Nine days later, on Dec. 26, 2024, there was a fire at the Landfill in which five tons of debris burned. A month later, on January 26, 2025, there was ANOTHER FIRE, in which four tons of debris burned.


GFL Environmental is a Canadian company, but it calls itself “WI High Point Landfill” and “High Point C&D Debris Landfill.”
GFL C&D Landfill is only 3.5 miles south of Jamestown’s Main Street. It is 8 miles east of High Point’s Main Street. GFL’s contaminated groundwater and stormwater runoff flows a little less than a mile south to Deep River and Eastside WWTP, and then 5 miles south to PTRWA Randleman Lake/Reservoir (our drinking water source).
In September (2024), we wrote about the NCDEQ’s discovery, during an onsite inspection, that GFL had DOUBLED its daily waste intake from 315 tons per day to 700 tons per day, upping its annual total intake to 218,400 tons.
When asked about it, a GFL staffer told the NCDEQ inspector that the High Point City Council voted to allow this enormous increase in waste tonnage.
Apparently, several months prior to receiving this generous gift from the City of High Point, GFL had been turned down by the engineers and experts in the NC Solid Waste Section:

The GFL C&D Landfill sits beside Kersey Valley landfill, northeast of Jackson Lake Road landfill, and northwest (and across the street from) Seaboard Chemical Dump/High Point Landfill. Stormwater and leakage from all four landfills flows to Deep River, and then continues 5 miles downstream to the PTRWA Treatment Plant and Randleman Reservoir (our drinking water).
The organization chart below, requested by the NCDEQ last year, shows GFL Environmental’s owner, operator, and aliases.

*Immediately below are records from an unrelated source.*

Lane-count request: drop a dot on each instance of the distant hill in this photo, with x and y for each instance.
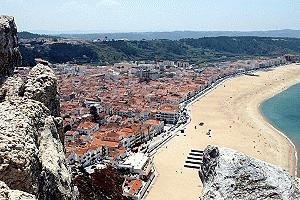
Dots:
(200, 50)
(28, 35)
(177, 35)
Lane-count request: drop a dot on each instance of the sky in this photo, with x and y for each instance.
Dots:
(85, 16)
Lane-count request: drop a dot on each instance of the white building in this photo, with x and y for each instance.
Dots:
(87, 128)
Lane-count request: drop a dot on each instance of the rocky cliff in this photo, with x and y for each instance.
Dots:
(9, 51)
(32, 161)
(227, 174)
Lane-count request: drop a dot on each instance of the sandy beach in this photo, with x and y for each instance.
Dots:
(231, 112)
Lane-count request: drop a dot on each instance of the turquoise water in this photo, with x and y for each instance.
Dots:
(283, 112)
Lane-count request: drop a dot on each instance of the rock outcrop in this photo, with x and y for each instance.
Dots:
(31, 150)
(228, 174)
(10, 56)
(7, 193)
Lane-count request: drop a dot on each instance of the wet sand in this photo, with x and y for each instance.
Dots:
(231, 112)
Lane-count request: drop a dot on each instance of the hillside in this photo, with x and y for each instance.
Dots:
(195, 50)
(177, 35)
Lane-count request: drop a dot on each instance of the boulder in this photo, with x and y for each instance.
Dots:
(228, 174)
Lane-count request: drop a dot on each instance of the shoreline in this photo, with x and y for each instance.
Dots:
(281, 132)
(231, 111)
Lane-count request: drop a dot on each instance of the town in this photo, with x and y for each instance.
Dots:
(119, 115)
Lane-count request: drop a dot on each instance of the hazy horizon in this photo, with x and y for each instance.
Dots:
(122, 16)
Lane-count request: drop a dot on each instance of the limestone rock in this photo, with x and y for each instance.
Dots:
(31, 150)
(10, 56)
(41, 85)
(7, 193)
(228, 174)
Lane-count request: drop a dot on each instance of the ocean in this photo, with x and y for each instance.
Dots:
(283, 112)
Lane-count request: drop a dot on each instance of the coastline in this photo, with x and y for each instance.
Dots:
(231, 128)
(278, 130)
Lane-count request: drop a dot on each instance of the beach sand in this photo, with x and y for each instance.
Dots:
(231, 112)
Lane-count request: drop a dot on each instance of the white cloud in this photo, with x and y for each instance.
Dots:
(108, 3)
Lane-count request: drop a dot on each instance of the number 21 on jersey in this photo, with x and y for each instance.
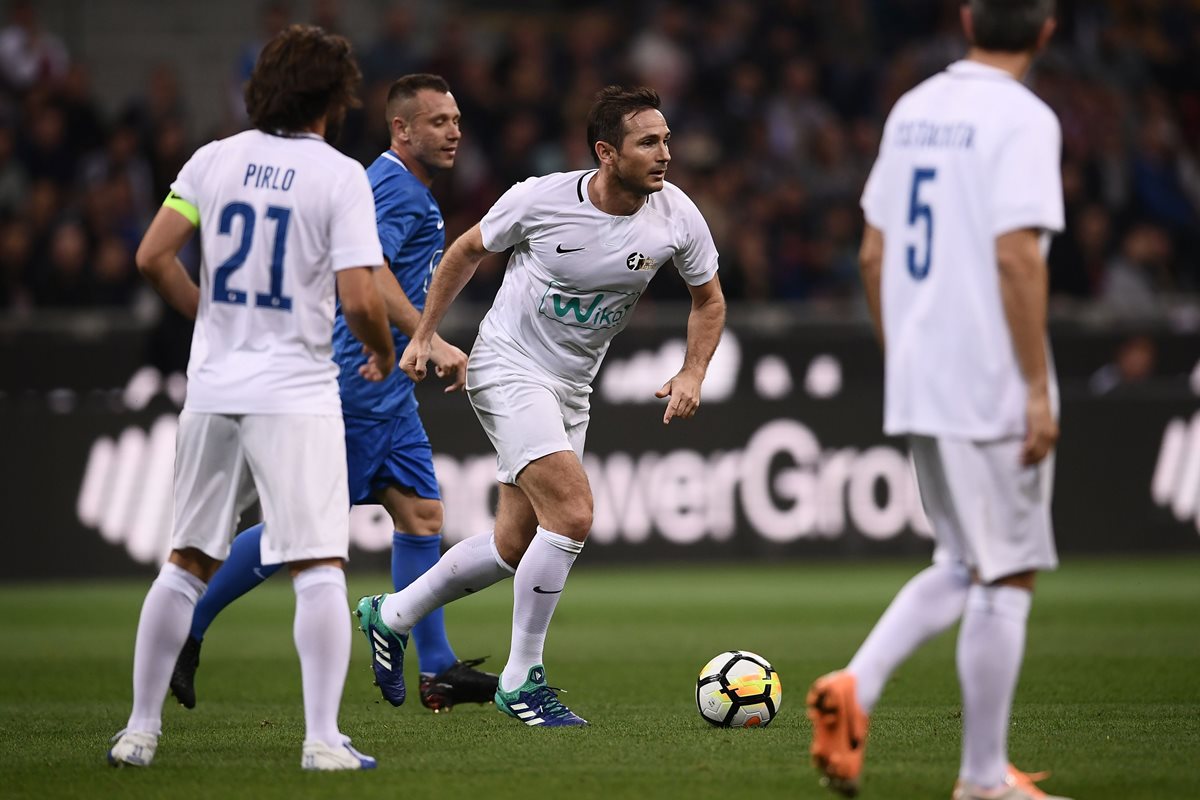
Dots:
(921, 215)
(221, 289)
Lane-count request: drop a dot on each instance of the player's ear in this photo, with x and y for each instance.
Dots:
(1048, 29)
(605, 152)
(967, 22)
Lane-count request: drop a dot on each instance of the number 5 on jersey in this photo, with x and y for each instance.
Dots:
(221, 290)
(921, 211)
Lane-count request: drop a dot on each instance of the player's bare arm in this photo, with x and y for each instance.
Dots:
(367, 319)
(705, 325)
(157, 259)
(457, 265)
(870, 266)
(1024, 286)
(449, 361)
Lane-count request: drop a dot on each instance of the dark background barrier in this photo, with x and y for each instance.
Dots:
(785, 458)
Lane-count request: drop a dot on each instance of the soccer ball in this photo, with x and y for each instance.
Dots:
(738, 690)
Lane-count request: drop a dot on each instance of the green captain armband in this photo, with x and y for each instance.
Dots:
(179, 204)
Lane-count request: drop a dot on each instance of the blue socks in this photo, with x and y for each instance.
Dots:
(411, 558)
(241, 572)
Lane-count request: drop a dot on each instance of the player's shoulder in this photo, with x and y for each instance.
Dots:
(673, 202)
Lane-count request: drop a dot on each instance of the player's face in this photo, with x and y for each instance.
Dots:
(433, 128)
(641, 163)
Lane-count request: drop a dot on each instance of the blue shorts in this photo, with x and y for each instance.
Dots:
(389, 452)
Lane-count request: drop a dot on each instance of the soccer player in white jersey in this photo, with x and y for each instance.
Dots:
(959, 209)
(585, 246)
(283, 217)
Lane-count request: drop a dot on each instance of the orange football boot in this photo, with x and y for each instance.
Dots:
(839, 732)
(1018, 786)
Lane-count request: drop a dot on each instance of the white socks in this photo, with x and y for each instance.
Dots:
(162, 629)
(323, 641)
(991, 644)
(535, 591)
(468, 566)
(928, 605)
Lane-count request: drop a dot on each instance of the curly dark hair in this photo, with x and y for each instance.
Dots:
(606, 120)
(301, 74)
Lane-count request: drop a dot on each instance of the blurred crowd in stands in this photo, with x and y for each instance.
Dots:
(777, 109)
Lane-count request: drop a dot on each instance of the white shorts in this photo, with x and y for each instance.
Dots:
(988, 511)
(297, 462)
(526, 415)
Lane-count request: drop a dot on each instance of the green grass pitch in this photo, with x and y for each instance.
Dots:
(1109, 698)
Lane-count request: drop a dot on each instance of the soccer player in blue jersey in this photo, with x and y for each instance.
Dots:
(388, 452)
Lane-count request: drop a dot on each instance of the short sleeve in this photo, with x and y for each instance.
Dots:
(1027, 176)
(696, 257)
(187, 184)
(873, 202)
(508, 221)
(353, 239)
(873, 199)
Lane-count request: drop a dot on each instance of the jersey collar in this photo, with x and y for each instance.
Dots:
(967, 68)
(393, 157)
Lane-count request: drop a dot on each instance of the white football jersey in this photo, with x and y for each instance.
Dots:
(966, 156)
(279, 216)
(576, 272)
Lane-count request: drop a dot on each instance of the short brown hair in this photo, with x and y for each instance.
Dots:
(300, 76)
(1009, 25)
(606, 120)
(407, 86)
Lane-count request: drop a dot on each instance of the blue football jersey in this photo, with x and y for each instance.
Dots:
(413, 236)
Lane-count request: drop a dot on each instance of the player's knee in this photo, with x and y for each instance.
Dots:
(427, 518)
(575, 522)
(1019, 581)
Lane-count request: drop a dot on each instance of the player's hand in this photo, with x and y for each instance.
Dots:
(684, 394)
(378, 366)
(415, 359)
(449, 362)
(1041, 428)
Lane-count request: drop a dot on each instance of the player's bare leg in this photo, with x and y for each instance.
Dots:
(444, 679)
(558, 492)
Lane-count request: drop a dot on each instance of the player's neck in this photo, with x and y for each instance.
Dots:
(609, 196)
(317, 127)
(1014, 64)
(419, 170)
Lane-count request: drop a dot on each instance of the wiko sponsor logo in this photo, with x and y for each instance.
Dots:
(786, 486)
(126, 491)
(587, 308)
(1176, 483)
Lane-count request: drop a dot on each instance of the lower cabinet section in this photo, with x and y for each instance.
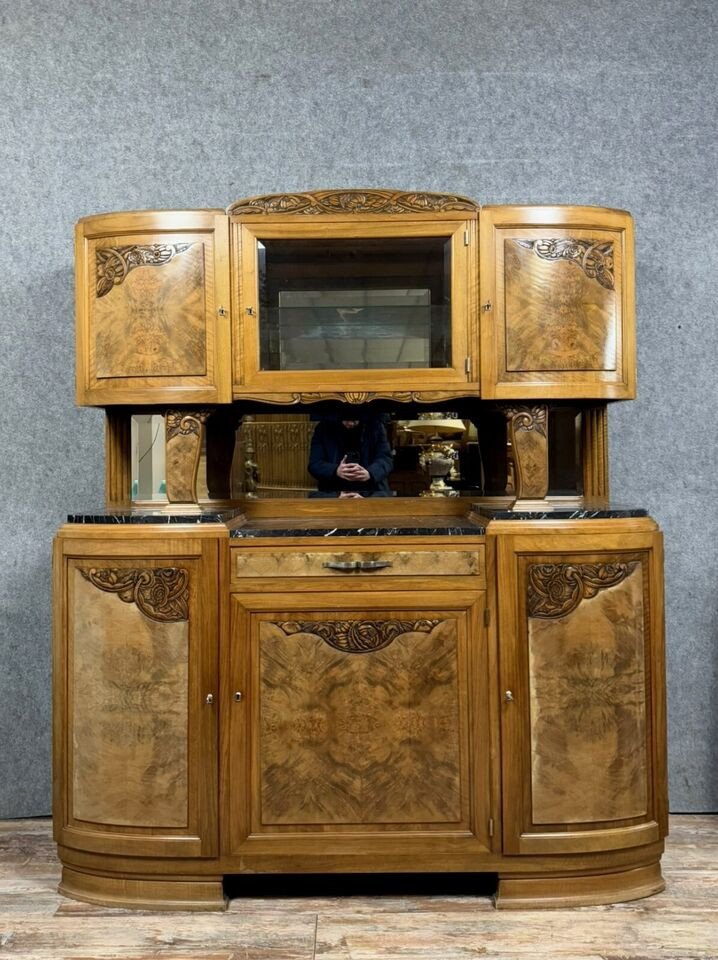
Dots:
(359, 727)
(504, 717)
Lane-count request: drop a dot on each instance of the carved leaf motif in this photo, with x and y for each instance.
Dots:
(555, 589)
(161, 593)
(528, 418)
(114, 263)
(358, 636)
(595, 258)
(351, 201)
(179, 422)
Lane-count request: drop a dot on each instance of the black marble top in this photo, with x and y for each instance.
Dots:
(136, 515)
(405, 527)
(559, 513)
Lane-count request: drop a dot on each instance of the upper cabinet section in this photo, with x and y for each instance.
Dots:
(557, 303)
(153, 308)
(355, 294)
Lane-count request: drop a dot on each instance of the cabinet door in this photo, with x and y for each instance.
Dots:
(581, 651)
(355, 308)
(135, 743)
(153, 308)
(362, 728)
(557, 303)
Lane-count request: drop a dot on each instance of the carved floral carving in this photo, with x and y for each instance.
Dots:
(556, 589)
(356, 397)
(161, 593)
(351, 201)
(528, 418)
(181, 423)
(595, 258)
(358, 636)
(114, 263)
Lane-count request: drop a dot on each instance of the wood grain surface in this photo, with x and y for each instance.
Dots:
(380, 918)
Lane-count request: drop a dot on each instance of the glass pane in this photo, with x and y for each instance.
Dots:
(355, 304)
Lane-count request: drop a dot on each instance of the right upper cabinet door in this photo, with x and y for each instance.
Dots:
(557, 303)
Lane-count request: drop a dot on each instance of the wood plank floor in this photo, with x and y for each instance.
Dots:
(338, 919)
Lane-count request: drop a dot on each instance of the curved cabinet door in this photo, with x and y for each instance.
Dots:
(557, 303)
(582, 712)
(153, 308)
(135, 738)
(362, 729)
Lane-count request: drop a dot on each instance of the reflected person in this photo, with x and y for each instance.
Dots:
(350, 458)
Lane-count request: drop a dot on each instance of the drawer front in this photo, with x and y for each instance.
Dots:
(350, 564)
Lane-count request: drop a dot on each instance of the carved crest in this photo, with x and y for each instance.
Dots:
(114, 263)
(556, 589)
(161, 593)
(351, 201)
(357, 636)
(594, 257)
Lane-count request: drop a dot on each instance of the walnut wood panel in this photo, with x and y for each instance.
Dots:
(557, 303)
(135, 658)
(459, 379)
(129, 712)
(355, 739)
(582, 678)
(266, 562)
(588, 706)
(153, 307)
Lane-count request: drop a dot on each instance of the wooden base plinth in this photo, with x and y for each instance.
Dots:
(143, 894)
(587, 891)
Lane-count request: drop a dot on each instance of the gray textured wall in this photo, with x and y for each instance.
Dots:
(194, 103)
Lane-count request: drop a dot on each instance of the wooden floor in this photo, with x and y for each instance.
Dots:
(331, 919)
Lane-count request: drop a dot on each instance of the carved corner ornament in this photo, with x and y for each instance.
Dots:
(114, 263)
(351, 201)
(160, 593)
(357, 636)
(594, 257)
(556, 589)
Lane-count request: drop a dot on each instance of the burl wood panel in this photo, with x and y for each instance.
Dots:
(588, 712)
(360, 737)
(558, 315)
(294, 563)
(129, 706)
(153, 322)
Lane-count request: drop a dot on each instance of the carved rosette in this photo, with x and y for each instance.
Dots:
(527, 418)
(556, 589)
(179, 423)
(114, 263)
(357, 636)
(595, 258)
(351, 201)
(161, 593)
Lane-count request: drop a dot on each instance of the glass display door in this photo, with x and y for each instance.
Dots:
(339, 307)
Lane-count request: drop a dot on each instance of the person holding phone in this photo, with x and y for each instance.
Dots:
(350, 458)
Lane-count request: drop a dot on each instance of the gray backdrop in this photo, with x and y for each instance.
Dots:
(194, 103)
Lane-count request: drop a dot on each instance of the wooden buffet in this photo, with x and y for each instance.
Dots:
(463, 683)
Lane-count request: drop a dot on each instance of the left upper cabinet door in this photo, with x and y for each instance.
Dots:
(153, 308)
(135, 693)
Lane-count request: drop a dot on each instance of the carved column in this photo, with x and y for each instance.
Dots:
(184, 433)
(528, 433)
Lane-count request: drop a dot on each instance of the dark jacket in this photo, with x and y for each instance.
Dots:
(332, 440)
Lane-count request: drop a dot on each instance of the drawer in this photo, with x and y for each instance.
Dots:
(349, 564)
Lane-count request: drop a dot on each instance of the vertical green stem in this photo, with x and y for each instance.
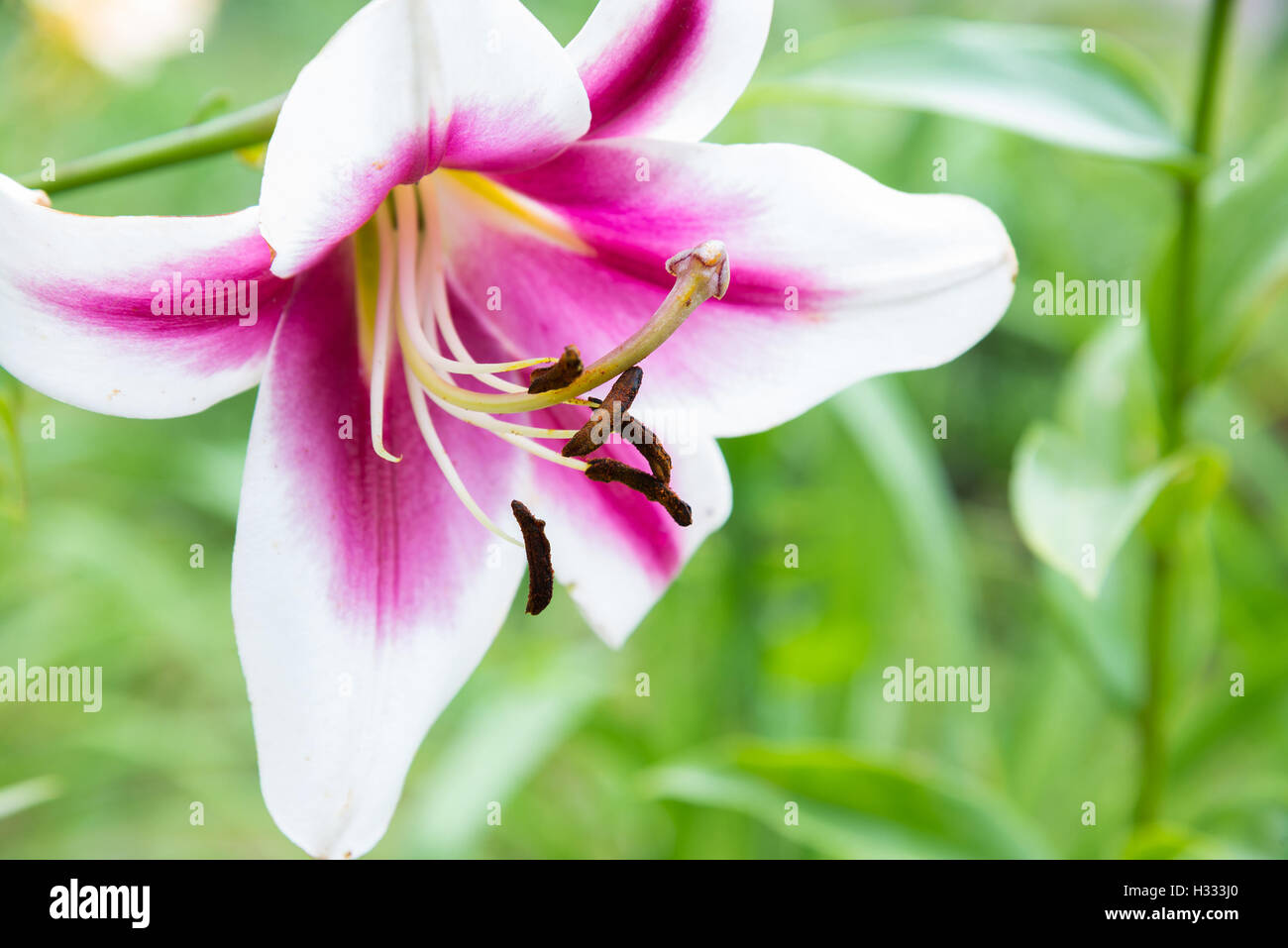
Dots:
(1176, 382)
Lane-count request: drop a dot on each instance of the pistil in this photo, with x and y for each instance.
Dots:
(412, 279)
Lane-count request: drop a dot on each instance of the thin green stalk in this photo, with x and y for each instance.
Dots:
(249, 127)
(1177, 385)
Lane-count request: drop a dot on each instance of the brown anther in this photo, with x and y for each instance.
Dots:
(606, 419)
(559, 375)
(541, 572)
(649, 447)
(605, 471)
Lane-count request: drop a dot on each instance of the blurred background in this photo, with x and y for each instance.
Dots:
(765, 682)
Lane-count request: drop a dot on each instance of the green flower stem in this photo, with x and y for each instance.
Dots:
(1177, 384)
(249, 127)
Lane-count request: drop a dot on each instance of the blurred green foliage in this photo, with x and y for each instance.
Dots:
(765, 682)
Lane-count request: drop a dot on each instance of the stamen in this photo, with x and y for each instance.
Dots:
(605, 471)
(649, 447)
(445, 464)
(700, 273)
(608, 416)
(436, 286)
(559, 375)
(381, 344)
(408, 233)
(541, 572)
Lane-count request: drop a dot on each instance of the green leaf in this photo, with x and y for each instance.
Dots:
(883, 423)
(848, 805)
(506, 734)
(22, 796)
(1243, 252)
(1072, 510)
(1026, 78)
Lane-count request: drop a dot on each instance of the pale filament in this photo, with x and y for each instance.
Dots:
(380, 347)
(408, 231)
(445, 463)
(412, 281)
(436, 287)
(511, 433)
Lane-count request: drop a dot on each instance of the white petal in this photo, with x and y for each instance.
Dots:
(364, 592)
(80, 300)
(835, 277)
(404, 86)
(668, 68)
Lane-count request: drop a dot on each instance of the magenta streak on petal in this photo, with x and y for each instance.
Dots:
(397, 537)
(651, 60)
(120, 308)
(635, 226)
(639, 527)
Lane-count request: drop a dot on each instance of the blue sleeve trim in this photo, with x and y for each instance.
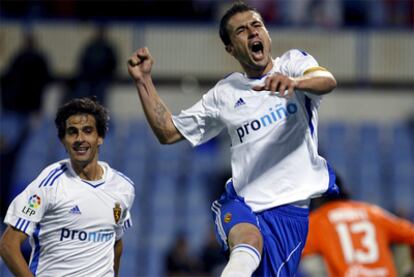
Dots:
(308, 103)
(36, 254)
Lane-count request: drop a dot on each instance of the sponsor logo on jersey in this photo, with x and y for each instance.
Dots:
(32, 204)
(274, 115)
(75, 210)
(117, 212)
(227, 217)
(239, 103)
(98, 236)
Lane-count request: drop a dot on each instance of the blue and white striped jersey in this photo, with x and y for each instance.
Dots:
(274, 151)
(73, 223)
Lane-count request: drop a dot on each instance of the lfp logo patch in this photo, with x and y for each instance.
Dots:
(34, 201)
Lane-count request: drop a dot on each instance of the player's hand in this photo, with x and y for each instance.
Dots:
(278, 84)
(140, 64)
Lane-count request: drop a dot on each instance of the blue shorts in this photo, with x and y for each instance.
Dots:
(284, 230)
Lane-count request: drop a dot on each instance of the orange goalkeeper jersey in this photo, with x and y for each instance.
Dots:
(354, 238)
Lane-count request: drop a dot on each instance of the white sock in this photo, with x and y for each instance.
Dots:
(244, 259)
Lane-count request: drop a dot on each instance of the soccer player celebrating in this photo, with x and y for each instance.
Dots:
(354, 238)
(75, 211)
(270, 112)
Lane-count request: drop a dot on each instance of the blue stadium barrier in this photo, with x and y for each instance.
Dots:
(369, 163)
(401, 166)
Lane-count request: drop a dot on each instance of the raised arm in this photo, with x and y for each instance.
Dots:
(157, 113)
(10, 244)
(318, 82)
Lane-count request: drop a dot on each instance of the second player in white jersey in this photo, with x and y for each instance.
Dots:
(72, 223)
(267, 171)
(75, 211)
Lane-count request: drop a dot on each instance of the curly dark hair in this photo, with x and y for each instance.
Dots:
(237, 7)
(85, 105)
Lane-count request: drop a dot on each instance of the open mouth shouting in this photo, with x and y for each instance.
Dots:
(257, 50)
(80, 149)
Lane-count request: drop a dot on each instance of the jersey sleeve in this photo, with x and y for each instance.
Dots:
(30, 205)
(201, 122)
(399, 230)
(296, 63)
(126, 218)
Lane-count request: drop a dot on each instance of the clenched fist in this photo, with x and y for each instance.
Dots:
(140, 64)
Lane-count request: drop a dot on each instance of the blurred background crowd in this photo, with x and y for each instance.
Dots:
(51, 51)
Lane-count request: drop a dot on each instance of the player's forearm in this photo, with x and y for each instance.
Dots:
(158, 115)
(14, 260)
(319, 82)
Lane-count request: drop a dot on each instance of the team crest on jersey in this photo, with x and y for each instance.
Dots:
(34, 201)
(117, 212)
(227, 217)
(32, 204)
(239, 103)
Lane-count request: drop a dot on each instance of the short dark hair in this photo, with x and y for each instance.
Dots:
(85, 105)
(237, 7)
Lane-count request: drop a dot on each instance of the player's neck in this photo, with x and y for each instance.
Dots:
(90, 171)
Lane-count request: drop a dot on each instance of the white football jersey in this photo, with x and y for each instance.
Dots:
(274, 155)
(73, 223)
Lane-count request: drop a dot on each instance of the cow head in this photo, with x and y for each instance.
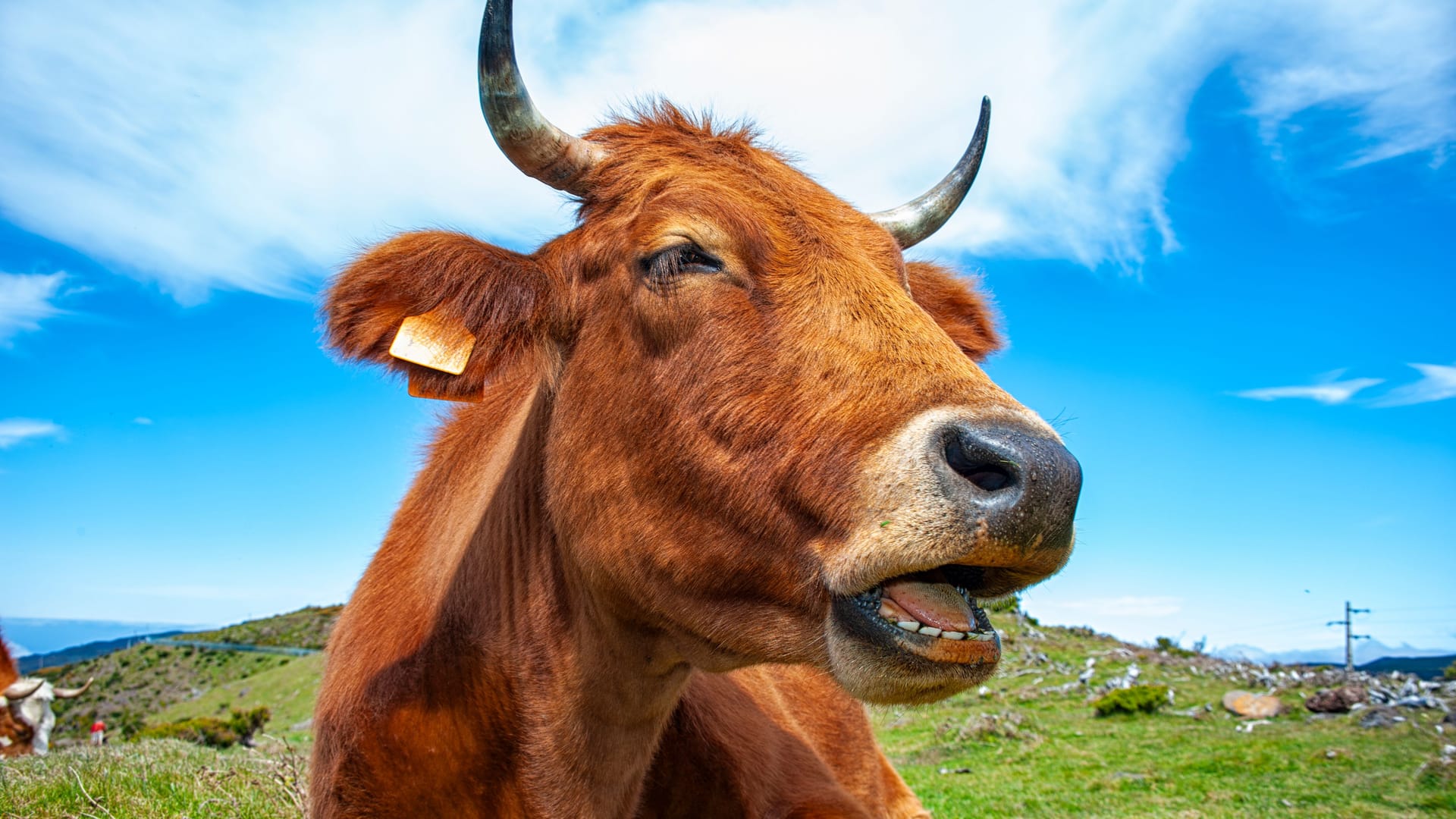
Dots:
(30, 717)
(767, 433)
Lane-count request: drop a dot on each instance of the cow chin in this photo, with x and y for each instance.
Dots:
(878, 662)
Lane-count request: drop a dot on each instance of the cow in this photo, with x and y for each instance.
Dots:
(25, 708)
(723, 466)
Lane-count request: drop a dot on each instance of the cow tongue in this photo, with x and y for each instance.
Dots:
(930, 599)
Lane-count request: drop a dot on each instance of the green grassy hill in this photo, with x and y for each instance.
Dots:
(287, 689)
(1027, 744)
(305, 629)
(147, 681)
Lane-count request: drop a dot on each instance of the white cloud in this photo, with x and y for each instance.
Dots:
(1438, 384)
(27, 300)
(1119, 607)
(19, 430)
(1326, 391)
(204, 145)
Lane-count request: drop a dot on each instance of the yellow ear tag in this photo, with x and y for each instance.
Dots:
(435, 340)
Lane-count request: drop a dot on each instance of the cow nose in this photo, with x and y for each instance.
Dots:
(1017, 485)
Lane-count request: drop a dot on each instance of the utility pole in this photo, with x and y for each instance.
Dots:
(1350, 639)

GFL gets to double its profits. We get more dump trucks leaking and trashing their way through town, more methane gas and unknown vapors in our air, more groundwater contamination, surface water contamination, and fires burning who-knows-what. Our water gets worse, our air grows unhealthier, our roads get trashier, and GFL only has to answer to the City of High Point.